Et le comte Dracula, me direz-vous? Eh bien, Dracula est relativement peu présent dans ce roman, dans le sens qu'on le voit, lui, relativement peu. Mais il est partout à la fois. Diablement intelligent, doté de la force de vingt hommes et de siècles d'expériences, patient d'une manière qui est impossible aux mortels, il a préparé avec soin son installation à Londres et a étudié en profondeur la société qu'il souhaite infiltrer. Pâle, un peu rabougri, il laisse dans ses repaires une odeur infecte, a des poils dans la main comme un animal et respire la malveillance. En d'autres termes, quand Dracula approche, il vous dégoûte, vous fait peur et vous donne envie de fuir. On est loin de l'image du vampire comme métaphore du désir sexuel, ce dernier étant plutôt incarné par ses trois compagnes en Transylvanie et par Lucy une fois que son âme est perdue – elles sont érotiques et tentatrices, oui. Dracula, en revanche, est un prédateur et un violeur, comme cela ressort très clairement dans une scène avec Mina qui n'est pas sans rappeler la manière infecte dont Lestat force David à boire son sang à la fin du Voleur de Corps d'Anne Rice. Quand Dracula boit le sang des femmes, ce n'est pas parce qu'elles sont amoureuses de lui ou qu'il l'est d'elles; c'est parce qu'elles sont hypnotisées et incapables ne serait-ce que de comprendre ce qu'il se passe.

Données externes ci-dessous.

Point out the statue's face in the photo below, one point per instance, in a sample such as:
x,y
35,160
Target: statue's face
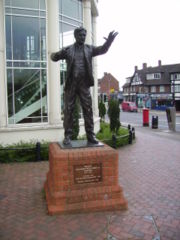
x,y
80,37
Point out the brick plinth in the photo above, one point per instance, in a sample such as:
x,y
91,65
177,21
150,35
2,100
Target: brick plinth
x,y
83,180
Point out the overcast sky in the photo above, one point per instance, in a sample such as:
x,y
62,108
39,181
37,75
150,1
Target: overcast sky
x,y
149,30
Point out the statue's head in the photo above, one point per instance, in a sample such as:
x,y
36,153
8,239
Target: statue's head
x,y
80,35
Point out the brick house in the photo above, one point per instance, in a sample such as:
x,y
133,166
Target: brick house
x,y
108,85
154,87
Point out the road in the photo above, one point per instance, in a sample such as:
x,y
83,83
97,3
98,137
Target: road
x,y
136,119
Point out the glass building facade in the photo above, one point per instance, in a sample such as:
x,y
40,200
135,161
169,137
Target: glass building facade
x,y
31,84
26,55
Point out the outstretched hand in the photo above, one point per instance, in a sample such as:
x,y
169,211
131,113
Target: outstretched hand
x,y
111,36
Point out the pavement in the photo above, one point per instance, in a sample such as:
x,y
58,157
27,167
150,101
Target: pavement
x,y
149,172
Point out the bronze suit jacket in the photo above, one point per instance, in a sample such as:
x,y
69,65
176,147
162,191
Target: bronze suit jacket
x,y
90,51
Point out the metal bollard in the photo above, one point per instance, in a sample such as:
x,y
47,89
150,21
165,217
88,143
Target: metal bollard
x,y
133,133
38,151
154,122
130,136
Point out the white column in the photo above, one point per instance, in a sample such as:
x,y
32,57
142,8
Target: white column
x,y
95,89
87,20
53,67
3,109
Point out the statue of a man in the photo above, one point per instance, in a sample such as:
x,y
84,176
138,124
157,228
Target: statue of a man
x,y
79,79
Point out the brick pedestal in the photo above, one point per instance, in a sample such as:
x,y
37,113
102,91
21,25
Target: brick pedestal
x,y
83,180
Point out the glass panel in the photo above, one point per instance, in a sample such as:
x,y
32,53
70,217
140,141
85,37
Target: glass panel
x,y
26,64
44,94
70,8
8,10
66,35
42,4
10,92
43,39
25,3
26,88
71,21
8,38
7,2
26,38
25,12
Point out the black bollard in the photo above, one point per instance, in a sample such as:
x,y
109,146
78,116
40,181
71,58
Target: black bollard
x,y
38,151
130,136
114,141
133,133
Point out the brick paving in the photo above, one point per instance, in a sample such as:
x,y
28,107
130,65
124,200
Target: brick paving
x,y
149,172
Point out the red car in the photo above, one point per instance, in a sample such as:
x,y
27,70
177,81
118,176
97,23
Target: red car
x,y
129,106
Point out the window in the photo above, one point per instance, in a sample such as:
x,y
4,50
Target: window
x,y
153,88
175,76
152,76
26,61
161,88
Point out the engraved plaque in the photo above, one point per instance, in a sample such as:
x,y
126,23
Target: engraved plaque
x,y
88,173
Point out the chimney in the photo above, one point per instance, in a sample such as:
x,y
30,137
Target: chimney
x,y
144,65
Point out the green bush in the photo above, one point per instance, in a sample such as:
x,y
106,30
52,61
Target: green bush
x,y
105,135
22,152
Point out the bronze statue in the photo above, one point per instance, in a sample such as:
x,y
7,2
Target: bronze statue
x,y
79,80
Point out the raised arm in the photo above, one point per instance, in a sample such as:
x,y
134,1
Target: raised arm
x,y
56,56
104,48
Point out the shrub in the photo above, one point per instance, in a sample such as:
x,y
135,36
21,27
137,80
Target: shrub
x,y
105,135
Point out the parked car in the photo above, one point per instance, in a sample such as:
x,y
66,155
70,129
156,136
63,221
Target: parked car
x,y
129,106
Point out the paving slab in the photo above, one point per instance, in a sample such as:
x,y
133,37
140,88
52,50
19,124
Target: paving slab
x,y
149,172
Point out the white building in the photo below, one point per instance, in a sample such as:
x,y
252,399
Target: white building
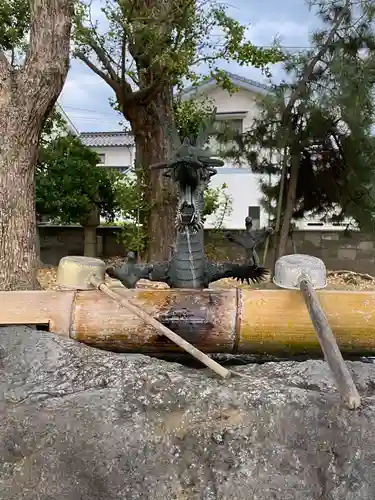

Au fil des adaptations, la figure de Dracula a bien changé. Je ne peux que vous recommander de revenir aux origines du mythe. On pourra argumenter que le roman est bien-pensant et longuet (et je pense, en effet, qu'il doit paraître interminable si on n'adhère pas au style). Mais quel chef d'œuvre, mes amis. Quel chef d'œuvre.